民法改正でファクタリングはどう変わる?将来債権ファクタリングと譲渡制限特約
2022.09.27
はじめに
ファクタリングを取り巻く環境は2020年に大きく変わっています。
2017年の民法改正により、従来はファクタリングの対象外となっていた将来債権に加え、債権譲渡制限特約に関する変更があり、その変更内容が盛り込まれた改正民法が2020年4月に施行されたからです。
こちらでは将来債権と譲渡制限特約の取扱いを規定した改正民法とファクタリングへの影響を解説していきます。
譲渡制限特約とは?
譲渡制限特約というのは、第三者への債権譲渡を制限し、弁済者を固定することで事務の単純化や誤弁済をなくすといった、債務者利益にも続く法的要件となります。
民法改正前はこの譲渡制限特約が大きな影響力を持っており、ファクタリングを利用して資金調達を行おうとしてもこの特約があるため、ファクタリング会社から断りを入れられてしまうことが多かったのです。
ファクタリング会社にとっての譲渡制限特約の影響
この特約がある状態でファクタリング会社が債権を買い取った場合、その取引を無効にされ損失を被る可能性がありました。

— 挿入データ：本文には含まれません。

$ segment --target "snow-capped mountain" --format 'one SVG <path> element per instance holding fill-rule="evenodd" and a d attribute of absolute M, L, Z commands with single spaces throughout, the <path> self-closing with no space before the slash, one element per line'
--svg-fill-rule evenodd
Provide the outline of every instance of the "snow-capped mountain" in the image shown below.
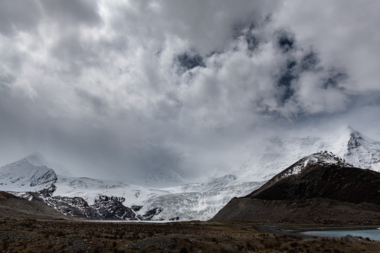
<path fill-rule="evenodd" d="M 237 169 L 232 169 L 233 174 L 210 177 L 203 182 L 186 182 L 174 171 L 161 169 L 146 178 L 144 186 L 73 177 L 62 170 L 56 175 L 54 171 L 60 167 L 36 153 L 0 168 L 0 190 L 18 192 L 18 195 L 29 200 L 39 198 L 67 215 L 127 220 L 206 220 L 232 197 L 246 195 L 304 157 L 286 172 L 289 175 L 321 162 L 380 169 L 380 142 L 350 127 L 327 137 L 274 136 L 250 149 L 252 152 L 236 164 Z M 329 152 L 318 153 L 320 150 Z M 151 186 L 149 182 L 153 182 Z M 167 186 L 159 188 L 163 182 Z"/>
<path fill-rule="evenodd" d="M 380 171 L 380 142 L 350 126 L 327 136 L 274 136 L 250 147 L 235 174 L 253 181 L 269 180 L 295 161 L 321 150 L 332 152 L 347 162 Z"/>
<path fill-rule="evenodd" d="M 0 168 L 0 190 L 37 191 L 51 187 L 56 180 L 53 169 L 34 165 L 27 157 Z"/>
<path fill-rule="evenodd" d="M 46 166 L 48 168 L 52 169 L 56 174 L 63 176 L 73 176 L 68 169 L 57 163 L 46 160 L 42 155 L 38 152 L 34 152 L 26 157 L 23 158 L 27 162 L 34 166 Z"/>

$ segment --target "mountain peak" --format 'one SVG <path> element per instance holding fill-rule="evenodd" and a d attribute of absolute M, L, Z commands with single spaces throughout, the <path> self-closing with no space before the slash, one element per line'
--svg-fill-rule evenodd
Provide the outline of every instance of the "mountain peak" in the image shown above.
<path fill-rule="evenodd" d="M 39 152 L 34 152 L 23 158 L 25 161 L 34 166 L 46 166 L 46 160 Z"/>

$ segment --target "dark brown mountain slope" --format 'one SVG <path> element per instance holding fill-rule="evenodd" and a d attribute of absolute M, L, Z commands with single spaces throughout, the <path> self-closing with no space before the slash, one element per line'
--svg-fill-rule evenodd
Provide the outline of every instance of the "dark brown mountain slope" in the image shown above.
<path fill-rule="evenodd" d="M 0 219 L 69 219 L 53 207 L 32 202 L 0 191 Z"/>
<path fill-rule="evenodd" d="M 380 223 L 380 174 L 329 153 L 313 154 L 248 195 L 232 199 L 213 221 Z"/>

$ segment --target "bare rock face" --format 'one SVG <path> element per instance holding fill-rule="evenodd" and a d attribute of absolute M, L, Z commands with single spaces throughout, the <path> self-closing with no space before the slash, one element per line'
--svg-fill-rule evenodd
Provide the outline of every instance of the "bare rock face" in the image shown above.
<path fill-rule="evenodd" d="M 379 192 L 380 173 L 321 152 L 301 159 L 247 196 L 232 199 L 213 220 L 380 223 Z"/>

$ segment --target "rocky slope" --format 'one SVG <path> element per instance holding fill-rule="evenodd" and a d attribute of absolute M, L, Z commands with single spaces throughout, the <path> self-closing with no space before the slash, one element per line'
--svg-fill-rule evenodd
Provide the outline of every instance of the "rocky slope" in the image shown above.
<path fill-rule="evenodd" d="M 6 192 L 0 191 L 0 219 L 70 219 L 43 203 L 35 203 Z"/>
<path fill-rule="evenodd" d="M 213 220 L 379 223 L 379 192 L 380 173 L 322 152 L 301 159 L 246 197 L 234 198 Z"/>
<path fill-rule="evenodd" d="M 252 152 L 231 173 L 219 174 L 200 182 L 189 182 L 174 171 L 161 169 L 149 175 L 139 186 L 122 181 L 74 177 L 63 167 L 34 153 L 0 168 L 0 190 L 30 200 L 43 201 L 67 215 L 75 216 L 207 220 L 232 197 L 249 194 L 294 161 L 321 150 L 333 151 L 355 167 L 380 170 L 380 143 L 350 127 L 323 138 L 271 137 L 264 143 L 258 143 L 258 146 L 247 147 L 248 149 Z M 313 159 L 302 160 L 300 166 L 305 162 L 311 165 Z M 334 156 L 328 160 L 343 162 Z M 298 173 L 299 166 L 292 169 L 286 173 Z M 153 185 L 148 186 L 149 182 Z M 163 183 L 165 187 L 158 186 Z M 100 201 L 104 197 L 102 196 L 110 202 Z M 113 202 L 113 199 L 121 200 Z M 96 204 L 98 206 L 91 207 Z"/>

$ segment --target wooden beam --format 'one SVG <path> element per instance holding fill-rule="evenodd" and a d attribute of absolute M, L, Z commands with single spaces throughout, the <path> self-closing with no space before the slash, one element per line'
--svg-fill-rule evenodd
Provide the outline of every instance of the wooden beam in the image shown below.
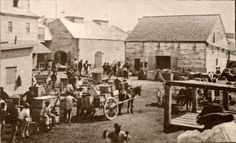
<path fill-rule="evenodd" d="M 164 132 L 168 132 L 169 125 L 171 124 L 171 99 L 172 87 L 165 86 L 165 105 L 164 105 Z"/>
<path fill-rule="evenodd" d="M 193 96 L 192 96 L 192 112 L 197 113 L 197 98 L 198 98 L 198 88 L 193 89 Z"/>
<path fill-rule="evenodd" d="M 225 110 L 229 110 L 229 94 L 227 90 L 223 91 L 223 107 Z"/>

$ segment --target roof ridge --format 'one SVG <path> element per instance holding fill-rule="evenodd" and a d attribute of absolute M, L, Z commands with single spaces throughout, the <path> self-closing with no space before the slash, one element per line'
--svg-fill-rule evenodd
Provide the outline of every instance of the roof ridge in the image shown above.
<path fill-rule="evenodd" d="M 184 17 L 184 16 L 220 16 L 221 14 L 190 14 L 190 15 L 153 15 L 143 16 L 142 18 L 155 18 L 155 17 Z"/>

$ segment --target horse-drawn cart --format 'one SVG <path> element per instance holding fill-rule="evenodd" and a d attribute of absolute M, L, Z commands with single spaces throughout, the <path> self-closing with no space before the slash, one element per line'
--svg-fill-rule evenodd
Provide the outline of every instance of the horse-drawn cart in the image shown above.
<path fill-rule="evenodd" d="M 141 89 L 141 87 L 139 88 Z M 122 104 L 135 98 L 134 96 L 120 100 L 119 94 L 119 91 L 114 90 L 114 87 L 109 84 L 91 86 L 87 93 L 83 93 L 82 97 L 78 98 L 78 111 L 81 115 L 93 116 L 97 110 L 102 109 L 105 117 L 108 120 L 113 120 L 121 110 L 119 108 Z"/>
<path fill-rule="evenodd" d="M 186 100 L 190 104 L 186 104 L 186 110 L 176 112 L 174 102 L 175 87 L 186 88 L 191 90 L 186 97 Z M 236 87 L 226 84 L 210 83 L 202 81 L 169 81 L 165 84 L 165 104 L 164 104 L 164 132 L 173 132 L 179 129 L 203 129 L 203 125 L 197 124 L 197 116 L 202 111 L 203 105 L 199 104 L 198 91 L 203 90 L 203 95 L 206 97 L 211 93 L 214 93 L 214 98 L 209 102 L 216 102 L 216 98 L 219 99 L 218 103 L 222 104 L 226 112 L 233 113 L 236 117 L 236 104 L 230 104 L 231 98 L 236 96 Z M 207 104 L 207 103 L 206 103 Z M 187 107 L 189 106 L 189 107 Z M 235 118 L 236 119 L 236 118 Z"/>
<path fill-rule="evenodd" d="M 87 93 L 78 98 L 78 110 L 81 115 L 94 115 L 99 109 L 107 119 L 113 120 L 118 114 L 118 91 L 112 90 L 111 85 L 91 86 Z"/>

譲渡制限特約を付けずに取引を行う会社もありましたが、大手の企業ほど手続きの猥雑さを避けてこれを付けるケースが多く、建設業における下請け業者などがファクタリングを利用したくてもできない状況がほとんどでした。
改正民法と将来債権
従来の民法では、将来債権が譲渡可能であるという明確な規定はありませんでした。譲渡可能とする判例はいままであり、ファクタリングを例として将来発生する債権を他人に譲り渡す取引も行われていました。
改正民法では第466条の6第1項において、将来債権の譲渡性に言及し、譲渡後に発生した将来債権は譲受人が取得すると第2項で明文化されました。
この民法改正によりファクタリングにおいては、債権の譲渡が禁止・制限されていた場合(譲渡制限特約が付いていた場合)でも、債権譲渡は成立するという法律上の裏付けが行われたことになります。
改正前は、債権は譲渡できるものの、特約で譲渡禁止とされていた場合でにそれを知りながら違反した場合、債権譲渡は無効と解釈されていましたから、これは大きな違いになります。
将来債権ファクタリングの仕組み
改正民法では、
「譲渡制限特約付きの将来債権譲渡については、売掛先が譲渡する債権が譲渡制限特約と知っていた、もしくはそれを知ったファクタリング会社には支払いを拒否できる。またファクタリング利用企業に対する支払いでその債務を消滅させられる。」
ファクタリング会社は売掛先に対して利用企業への支払いを催告でき、その期間内に履行がない場合には改めてファクタリング会社が売掛先に対して直接、ファクタリング利用企業に履行を請求することができるというルール付けがされています。
民法改正後は、たとえ特約が付いていても、問題なくファクタリングの申込を行えること。そしてファクタリング会社をそれを安心して買い取ることができる、というようになったわけです。
まとめ
ここまで将来債権と譲渡制限特約の取扱いを規定した改正民法とファクタリングへの影響について紹介しました。